Unfortunately, however, the chances of preparing domestic violence survivors with severe disabilities to find housing and live on their own within the 135-day time limit imposed by the State’s emergency DV shelter model are pretty slim, says Feuerstein.  “We think it should be at least six months,” he explains.

Looking Ahead

One potential solution to this problem is BFL’s plans to develop supportive housing for families that have a disabled head of household.  “We have been approved for 50 units,” says Feuerstein.  “We are looking for a site that would accommodate 75,000 square feet for apartments plus common areas and program space.”

BFL is also exploring opportunities to share its unique experience and expertise with other providers.  “We have one of the largest DV programs for people with disabilities in the country and one of the oldest,” says Feuerstein.  “We come with a perspective that is a lot deeper than some of the groups that have been funded to do training around the country.”  BFL has started a free monthly newsletter, “Breaking Barriers in Domestic Violence.”  Each issue touches on one facet of BFL’s work with people with disabilities.  Anyone can sign up for the newsletter and see prior issues by going to www.bflnyc.org.

 

Barrier Free Living’s Outreach Team

Barrier Free Living’s Outreach Team is the only mobile team that serves homeless, physically disabled individuals with mental health and substance abuse issues in the City of New York.   Unfortunately, the program itself is on the verge of being homeless due to the loss of its primary funding source.

Established in 1990, the team’s main function is to identify such physically disabled people in the New York shelter system, hospitals, the streets, subways, transit terminals, parks etc.  The team assists them with appropriate referrals to housing, benefits, legal resources, mental health clinics and substance abuse clinics in the five boroughs.  

Led by Agnel Caula, the three-member Outreach Team currently works with an active caseload of 184 individuals.  Over the past two years, the Team has been able to place more than half of its clients in housing, either through BFL’s own transitional housing program, Section 8 vouchers, SROs or reunification with family members.

Unfortunately, The Outreach Team, with its programmatic rather than geographic focus, lost its funding source when the City restructured its homeless outreach programs in July, 2008.    “The Manhattan Outreach Coalition offered us 14th Street to Canal, river to river, serving all homeless, not just those with disabilities.

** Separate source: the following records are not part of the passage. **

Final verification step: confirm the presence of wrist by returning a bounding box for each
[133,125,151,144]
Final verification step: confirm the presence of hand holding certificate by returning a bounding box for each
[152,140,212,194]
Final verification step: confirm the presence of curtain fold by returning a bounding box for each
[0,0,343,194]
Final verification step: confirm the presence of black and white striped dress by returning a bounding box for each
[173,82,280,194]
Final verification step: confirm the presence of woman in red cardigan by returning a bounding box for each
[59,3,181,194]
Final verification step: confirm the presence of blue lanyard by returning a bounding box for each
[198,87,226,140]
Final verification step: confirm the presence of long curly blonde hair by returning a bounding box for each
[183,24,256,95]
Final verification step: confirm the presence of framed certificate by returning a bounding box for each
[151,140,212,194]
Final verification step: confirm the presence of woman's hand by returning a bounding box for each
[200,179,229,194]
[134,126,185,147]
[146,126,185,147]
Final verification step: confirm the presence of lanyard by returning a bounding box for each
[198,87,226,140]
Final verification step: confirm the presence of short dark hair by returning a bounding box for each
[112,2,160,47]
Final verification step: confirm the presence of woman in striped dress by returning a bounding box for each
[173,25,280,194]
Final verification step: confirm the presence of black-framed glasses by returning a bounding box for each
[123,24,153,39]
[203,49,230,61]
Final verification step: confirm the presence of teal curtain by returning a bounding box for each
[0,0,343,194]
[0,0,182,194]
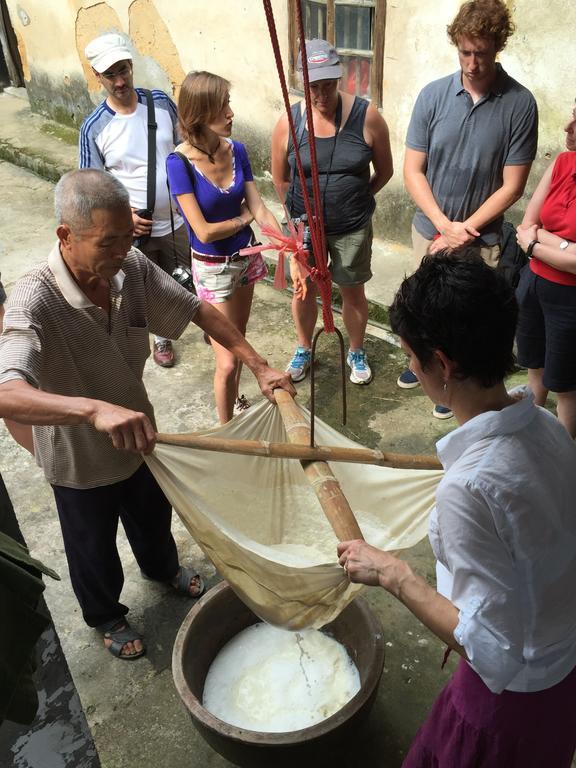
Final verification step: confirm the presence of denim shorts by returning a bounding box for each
[192,253,268,304]
[516,266,576,392]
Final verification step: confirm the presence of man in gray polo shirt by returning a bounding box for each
[0,169,295,659]
[398,0,538,418]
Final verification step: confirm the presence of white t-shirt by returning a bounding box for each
[429,395,576,693]
[80,88,183,237]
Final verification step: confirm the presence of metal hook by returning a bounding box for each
[310,328,346,448]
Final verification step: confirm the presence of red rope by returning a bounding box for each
[263,0,334,333]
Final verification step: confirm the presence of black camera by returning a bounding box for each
[132,208,153,248]
[172,267,196,293]
[292,213,312,256]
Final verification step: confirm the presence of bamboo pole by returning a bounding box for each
[156,432,442,469]
[274,389,364,541]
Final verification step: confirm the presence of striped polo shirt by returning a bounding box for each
[0,244,200,488]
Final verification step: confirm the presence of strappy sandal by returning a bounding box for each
[97,618,146,661]
[170,565,206,600]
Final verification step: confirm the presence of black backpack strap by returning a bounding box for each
[285,102,306,216]
[143,88,158,215]
[166,152,195,269]
[288,102,306,154]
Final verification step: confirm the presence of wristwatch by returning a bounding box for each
[526,240,540,259]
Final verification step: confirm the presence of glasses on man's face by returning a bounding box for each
[101,64,132,80]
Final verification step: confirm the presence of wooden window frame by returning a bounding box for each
[288,0,387,107]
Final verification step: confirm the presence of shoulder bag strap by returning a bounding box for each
[286,102,306,216]
[144,89,158,214]
[166,151,195,269]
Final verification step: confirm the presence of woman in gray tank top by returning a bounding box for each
[272,40,393,384]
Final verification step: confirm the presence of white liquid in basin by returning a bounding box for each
[202,623,360,733]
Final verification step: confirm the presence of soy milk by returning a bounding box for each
[202,623,360,733]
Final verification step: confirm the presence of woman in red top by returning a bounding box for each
[516,106,576,437]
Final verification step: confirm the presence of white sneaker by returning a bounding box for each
[347,349,372,384]
[286,347,311,381]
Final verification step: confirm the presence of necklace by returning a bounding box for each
[190,139,220,165]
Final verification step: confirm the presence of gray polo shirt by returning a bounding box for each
[0,245,200,488]
[406,64,538,245]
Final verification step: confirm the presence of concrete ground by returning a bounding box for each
[0,91,552,768]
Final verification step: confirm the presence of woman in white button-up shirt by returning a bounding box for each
[338,254,576,768]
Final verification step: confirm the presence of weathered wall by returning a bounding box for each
[8,0,576,241]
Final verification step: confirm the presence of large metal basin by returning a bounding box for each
[172,582,384,768]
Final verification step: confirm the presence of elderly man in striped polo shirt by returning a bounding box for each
[0,169,295,659]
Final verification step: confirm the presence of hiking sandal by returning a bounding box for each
[170,565,206,600]
[97,618,146,661]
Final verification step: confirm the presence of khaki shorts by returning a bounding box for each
[327,219,372,285]
[284,219,372,286]
[412,225,500,269]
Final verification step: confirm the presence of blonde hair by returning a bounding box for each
[178,72,230,143]
[446,0,516,53]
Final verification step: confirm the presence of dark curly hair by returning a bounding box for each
[390,248,518,388]
[446,0,516,53]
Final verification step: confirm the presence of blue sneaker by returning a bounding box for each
[286,347,310,381]
[346,349,372,384]
[432,405,454,419]
[396,368,420,389]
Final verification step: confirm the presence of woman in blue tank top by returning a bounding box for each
[272,40,393,384]
[166,72,280,424]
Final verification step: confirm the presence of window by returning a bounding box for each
[288,0,386,106]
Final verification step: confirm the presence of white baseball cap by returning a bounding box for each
[84,33,132,74]
[296,38,342,83]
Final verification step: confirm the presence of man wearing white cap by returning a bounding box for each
[272,40,393,385]
[79,33,190,368]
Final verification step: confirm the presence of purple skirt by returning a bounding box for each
[402,659,576,768]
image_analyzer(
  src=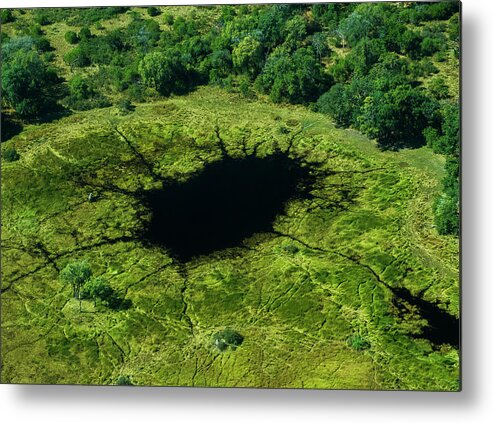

That is not our mission,” says Paul Feuerstein, BFL’s President and CEO.

Now, Feuerstein is seeking new funding to keep the program alive.  “All of the people we presently serve have chemical dependence problems,” he explains.  “We are looking at some possible funding from the Federal government.  We are also talking to the Veterans Administration because we serve a growing number of disabled veterans.”

“This program costs approximately $200,000 per year to run,” says Don Logan, MPA, BFL’s Chief Operating Officer.  “It is very cost-effective and vital in addressing the needs of homeless, physical disabled people and veterans who find themselves in need of transitional and permanent housing, benefits, therapeutic services, physical rehabilitation and substance abuse treatment and referrals.”